La clôture a été prononcée le 10 septembre 2025.
SUR CE,
Sur la responsabilité de la société Passion Auto
Aux termes de l'article 1147 du code civil, dans sa rédaction antérieure à celle issue de l'ordonnance n 2016-131 du 10 février 2016, le débiteur est condamné, s'il y a lieu, au paiement de dommages et intérêts, soit à raison de l'inexécution de l'obligation, soit à raison du retard dans l'exécution, toutes les fois qu'il ne justifie pas que l'inexécution provient d'une cause étrangère qui ne peut lui être imputée, encore qu'il n'y ait aucune mauvaise foi de sa part.
Aux termes de l'article 1315, devenu 1353, du même code, celui qui réclame l'exécution d'une obligation doit la prouver. Réciproquement, celui qui se prétend libéré doit justifier le paiement ou le fait qui a produit l'extinction de son obligation.
Il résulte de ces textes que, si la responsabilité du garagiste au titre des prestations qui lui sont confiées n'est engagée qu'en cas de faute, dès lors que des désordres surviennent ou persistent après son intervention, l'existence d'une faute et celle d'un lien causal entre la faute et ces désordres sont présumées.
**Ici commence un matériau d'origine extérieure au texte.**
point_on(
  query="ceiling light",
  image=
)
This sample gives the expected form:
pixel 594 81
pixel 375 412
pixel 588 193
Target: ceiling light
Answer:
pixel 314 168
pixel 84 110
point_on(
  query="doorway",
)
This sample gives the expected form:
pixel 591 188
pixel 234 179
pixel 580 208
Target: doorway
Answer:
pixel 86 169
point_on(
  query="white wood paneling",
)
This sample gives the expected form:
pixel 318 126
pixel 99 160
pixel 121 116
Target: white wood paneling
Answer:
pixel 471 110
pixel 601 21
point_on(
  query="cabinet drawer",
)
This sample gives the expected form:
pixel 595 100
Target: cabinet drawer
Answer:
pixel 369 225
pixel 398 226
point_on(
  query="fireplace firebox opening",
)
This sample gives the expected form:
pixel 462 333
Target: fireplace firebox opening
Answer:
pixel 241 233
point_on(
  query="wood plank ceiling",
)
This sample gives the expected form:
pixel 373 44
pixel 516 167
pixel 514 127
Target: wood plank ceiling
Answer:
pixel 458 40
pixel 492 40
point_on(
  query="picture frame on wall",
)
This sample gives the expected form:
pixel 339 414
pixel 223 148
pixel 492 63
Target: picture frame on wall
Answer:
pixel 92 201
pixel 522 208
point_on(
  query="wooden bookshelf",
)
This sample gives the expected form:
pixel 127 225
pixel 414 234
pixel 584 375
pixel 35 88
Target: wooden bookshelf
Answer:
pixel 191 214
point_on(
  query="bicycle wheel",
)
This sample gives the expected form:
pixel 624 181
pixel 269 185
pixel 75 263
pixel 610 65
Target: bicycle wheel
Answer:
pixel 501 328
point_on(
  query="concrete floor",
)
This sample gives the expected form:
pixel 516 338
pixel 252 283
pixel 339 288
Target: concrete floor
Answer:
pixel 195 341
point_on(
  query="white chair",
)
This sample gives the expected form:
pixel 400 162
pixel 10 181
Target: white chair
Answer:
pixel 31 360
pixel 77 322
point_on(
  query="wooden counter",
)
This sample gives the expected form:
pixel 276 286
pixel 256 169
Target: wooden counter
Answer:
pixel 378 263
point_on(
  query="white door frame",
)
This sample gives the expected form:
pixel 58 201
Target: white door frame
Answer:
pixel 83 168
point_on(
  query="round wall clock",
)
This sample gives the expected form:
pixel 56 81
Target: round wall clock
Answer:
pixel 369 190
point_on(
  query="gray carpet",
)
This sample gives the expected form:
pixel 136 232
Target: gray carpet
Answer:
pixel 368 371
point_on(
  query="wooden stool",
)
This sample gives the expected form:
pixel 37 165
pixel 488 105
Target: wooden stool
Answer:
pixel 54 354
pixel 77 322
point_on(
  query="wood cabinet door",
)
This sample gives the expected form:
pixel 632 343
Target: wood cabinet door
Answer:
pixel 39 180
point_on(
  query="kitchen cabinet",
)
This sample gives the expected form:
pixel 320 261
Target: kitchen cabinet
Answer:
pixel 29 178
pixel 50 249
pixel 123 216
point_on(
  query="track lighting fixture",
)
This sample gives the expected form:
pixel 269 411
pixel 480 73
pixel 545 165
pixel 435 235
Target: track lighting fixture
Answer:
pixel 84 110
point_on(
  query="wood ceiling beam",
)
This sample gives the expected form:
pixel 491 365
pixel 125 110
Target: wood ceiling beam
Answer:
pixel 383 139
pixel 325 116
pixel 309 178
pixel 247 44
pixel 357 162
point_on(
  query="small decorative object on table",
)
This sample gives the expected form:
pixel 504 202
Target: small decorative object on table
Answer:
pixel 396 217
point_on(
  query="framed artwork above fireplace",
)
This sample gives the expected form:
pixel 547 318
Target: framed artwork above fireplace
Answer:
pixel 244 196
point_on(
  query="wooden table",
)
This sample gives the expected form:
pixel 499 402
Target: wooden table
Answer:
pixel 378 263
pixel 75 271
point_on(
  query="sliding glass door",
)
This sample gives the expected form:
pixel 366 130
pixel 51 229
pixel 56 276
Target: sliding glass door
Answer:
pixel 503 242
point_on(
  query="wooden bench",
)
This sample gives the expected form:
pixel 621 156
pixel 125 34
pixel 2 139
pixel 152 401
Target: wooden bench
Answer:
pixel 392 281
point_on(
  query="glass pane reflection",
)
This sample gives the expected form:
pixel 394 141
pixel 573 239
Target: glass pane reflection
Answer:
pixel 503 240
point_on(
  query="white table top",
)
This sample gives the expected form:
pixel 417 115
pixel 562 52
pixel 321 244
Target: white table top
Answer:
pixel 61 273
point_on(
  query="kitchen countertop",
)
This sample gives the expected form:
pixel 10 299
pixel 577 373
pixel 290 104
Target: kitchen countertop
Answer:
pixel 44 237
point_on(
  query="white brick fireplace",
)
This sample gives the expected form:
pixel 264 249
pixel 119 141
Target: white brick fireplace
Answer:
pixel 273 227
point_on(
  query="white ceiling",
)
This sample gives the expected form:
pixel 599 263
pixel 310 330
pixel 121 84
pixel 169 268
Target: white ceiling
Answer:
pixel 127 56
La Cour de cassation a abandonné toute référence à une obligation de résultat.
Cette présomption de faute et de lien de causalité est cependant une présomption simple.
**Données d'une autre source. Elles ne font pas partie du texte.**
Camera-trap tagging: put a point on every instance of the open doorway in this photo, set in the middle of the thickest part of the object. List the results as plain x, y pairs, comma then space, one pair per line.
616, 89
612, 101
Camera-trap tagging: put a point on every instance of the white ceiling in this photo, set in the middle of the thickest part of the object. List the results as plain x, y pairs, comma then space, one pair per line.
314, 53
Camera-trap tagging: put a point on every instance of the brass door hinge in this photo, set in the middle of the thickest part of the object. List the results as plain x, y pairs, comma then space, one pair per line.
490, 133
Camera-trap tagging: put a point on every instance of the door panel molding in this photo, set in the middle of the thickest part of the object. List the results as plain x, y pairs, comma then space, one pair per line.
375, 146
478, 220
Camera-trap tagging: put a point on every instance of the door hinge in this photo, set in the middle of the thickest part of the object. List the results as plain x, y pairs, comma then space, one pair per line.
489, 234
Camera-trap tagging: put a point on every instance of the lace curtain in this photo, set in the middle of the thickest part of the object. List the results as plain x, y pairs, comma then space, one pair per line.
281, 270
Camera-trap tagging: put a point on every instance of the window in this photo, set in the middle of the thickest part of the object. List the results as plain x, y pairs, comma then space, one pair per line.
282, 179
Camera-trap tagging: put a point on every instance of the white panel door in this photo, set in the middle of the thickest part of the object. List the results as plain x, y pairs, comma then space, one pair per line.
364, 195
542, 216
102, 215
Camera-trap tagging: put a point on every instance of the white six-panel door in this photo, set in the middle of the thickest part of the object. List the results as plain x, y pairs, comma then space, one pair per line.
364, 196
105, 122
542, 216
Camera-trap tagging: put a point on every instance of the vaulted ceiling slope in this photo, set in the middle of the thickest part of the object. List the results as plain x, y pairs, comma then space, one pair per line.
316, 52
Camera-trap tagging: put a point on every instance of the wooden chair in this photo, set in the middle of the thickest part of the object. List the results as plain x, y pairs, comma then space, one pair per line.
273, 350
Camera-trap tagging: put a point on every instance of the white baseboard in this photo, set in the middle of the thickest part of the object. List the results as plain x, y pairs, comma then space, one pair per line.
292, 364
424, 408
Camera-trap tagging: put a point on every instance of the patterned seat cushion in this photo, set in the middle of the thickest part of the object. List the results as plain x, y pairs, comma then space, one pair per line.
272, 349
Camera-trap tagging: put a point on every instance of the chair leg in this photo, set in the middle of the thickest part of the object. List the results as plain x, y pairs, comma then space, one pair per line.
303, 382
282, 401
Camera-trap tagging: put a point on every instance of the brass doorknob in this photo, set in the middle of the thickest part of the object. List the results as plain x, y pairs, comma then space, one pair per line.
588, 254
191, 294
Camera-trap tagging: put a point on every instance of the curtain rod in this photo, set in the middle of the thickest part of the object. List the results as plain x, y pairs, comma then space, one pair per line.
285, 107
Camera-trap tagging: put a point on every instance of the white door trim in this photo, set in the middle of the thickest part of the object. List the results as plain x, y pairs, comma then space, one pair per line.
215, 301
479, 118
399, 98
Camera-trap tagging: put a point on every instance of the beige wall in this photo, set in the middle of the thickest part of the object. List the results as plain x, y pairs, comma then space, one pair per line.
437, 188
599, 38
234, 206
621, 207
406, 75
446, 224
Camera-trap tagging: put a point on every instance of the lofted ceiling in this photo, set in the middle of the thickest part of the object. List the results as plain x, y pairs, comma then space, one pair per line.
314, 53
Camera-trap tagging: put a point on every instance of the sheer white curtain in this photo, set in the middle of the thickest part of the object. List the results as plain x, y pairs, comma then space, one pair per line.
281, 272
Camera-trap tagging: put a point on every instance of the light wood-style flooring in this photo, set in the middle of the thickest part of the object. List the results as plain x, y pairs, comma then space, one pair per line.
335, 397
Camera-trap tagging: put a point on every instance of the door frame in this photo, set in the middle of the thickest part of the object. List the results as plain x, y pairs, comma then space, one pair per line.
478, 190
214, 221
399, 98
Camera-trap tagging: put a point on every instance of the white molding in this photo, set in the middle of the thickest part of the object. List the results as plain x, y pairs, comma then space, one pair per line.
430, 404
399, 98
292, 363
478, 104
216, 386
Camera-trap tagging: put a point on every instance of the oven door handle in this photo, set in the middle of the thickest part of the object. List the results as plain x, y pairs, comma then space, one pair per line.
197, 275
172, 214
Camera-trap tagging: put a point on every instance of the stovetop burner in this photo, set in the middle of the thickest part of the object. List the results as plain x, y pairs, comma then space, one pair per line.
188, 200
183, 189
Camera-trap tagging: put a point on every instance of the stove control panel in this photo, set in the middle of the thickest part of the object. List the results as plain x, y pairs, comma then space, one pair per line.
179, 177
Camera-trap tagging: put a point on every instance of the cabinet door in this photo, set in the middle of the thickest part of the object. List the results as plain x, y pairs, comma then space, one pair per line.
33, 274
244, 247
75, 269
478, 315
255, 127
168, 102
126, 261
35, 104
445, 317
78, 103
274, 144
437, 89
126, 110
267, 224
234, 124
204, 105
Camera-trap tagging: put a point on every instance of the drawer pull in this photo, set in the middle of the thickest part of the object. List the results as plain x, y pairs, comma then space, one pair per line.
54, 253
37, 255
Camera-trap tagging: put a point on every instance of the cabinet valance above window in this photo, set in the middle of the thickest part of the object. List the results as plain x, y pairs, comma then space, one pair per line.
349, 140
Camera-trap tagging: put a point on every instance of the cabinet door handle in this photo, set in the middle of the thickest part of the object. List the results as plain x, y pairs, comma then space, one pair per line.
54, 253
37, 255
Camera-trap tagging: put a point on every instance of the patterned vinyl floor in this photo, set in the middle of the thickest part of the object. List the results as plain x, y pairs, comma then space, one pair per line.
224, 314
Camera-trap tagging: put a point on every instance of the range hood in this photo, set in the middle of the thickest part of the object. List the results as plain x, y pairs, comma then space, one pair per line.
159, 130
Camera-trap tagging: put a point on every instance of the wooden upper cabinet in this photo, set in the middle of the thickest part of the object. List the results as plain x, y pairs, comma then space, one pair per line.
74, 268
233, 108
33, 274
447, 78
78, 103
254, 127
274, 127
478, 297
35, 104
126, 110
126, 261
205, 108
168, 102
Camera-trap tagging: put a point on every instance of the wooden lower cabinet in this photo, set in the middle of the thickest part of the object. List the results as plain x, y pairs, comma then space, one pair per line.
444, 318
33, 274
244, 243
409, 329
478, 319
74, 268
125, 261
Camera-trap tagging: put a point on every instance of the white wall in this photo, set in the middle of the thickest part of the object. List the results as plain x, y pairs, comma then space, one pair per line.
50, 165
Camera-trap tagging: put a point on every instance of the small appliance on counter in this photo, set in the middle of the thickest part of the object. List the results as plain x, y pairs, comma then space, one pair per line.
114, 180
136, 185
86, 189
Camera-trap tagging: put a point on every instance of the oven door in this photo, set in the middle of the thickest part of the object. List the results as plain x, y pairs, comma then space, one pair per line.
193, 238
Dès lors, le garagiste a toujours la possibilité de s'exonérer de sa responsabilité en démontrant, soit qu'il n'a pas commis de faute, soit qu'il n'y a pas de lien de causalité entre son intervention et la survenance des désordres.
Le tribunal avait retenu l'existence d'une inexécution par le garagiste de son obligation de réparer le véhicule ainsi que de son obligation de conseil, un certain nombre de malfaçons dans l'intervention ayant été mises en évidence par l'expert et les simples affirmations du garagiste pour contester le lien de causalité entre les malfaçons et l'immobilisation du véhicule n'étant pas de nature à renverser la présomption.
La cour avait au contraire relevé que les malfaçons relatives à la fixation du filtre à particules et la fuite d'huile moteur ne sont apparues que postérieurement à l'allumage du voyant d'alerte, notamment lors des interventions sur le véhicule.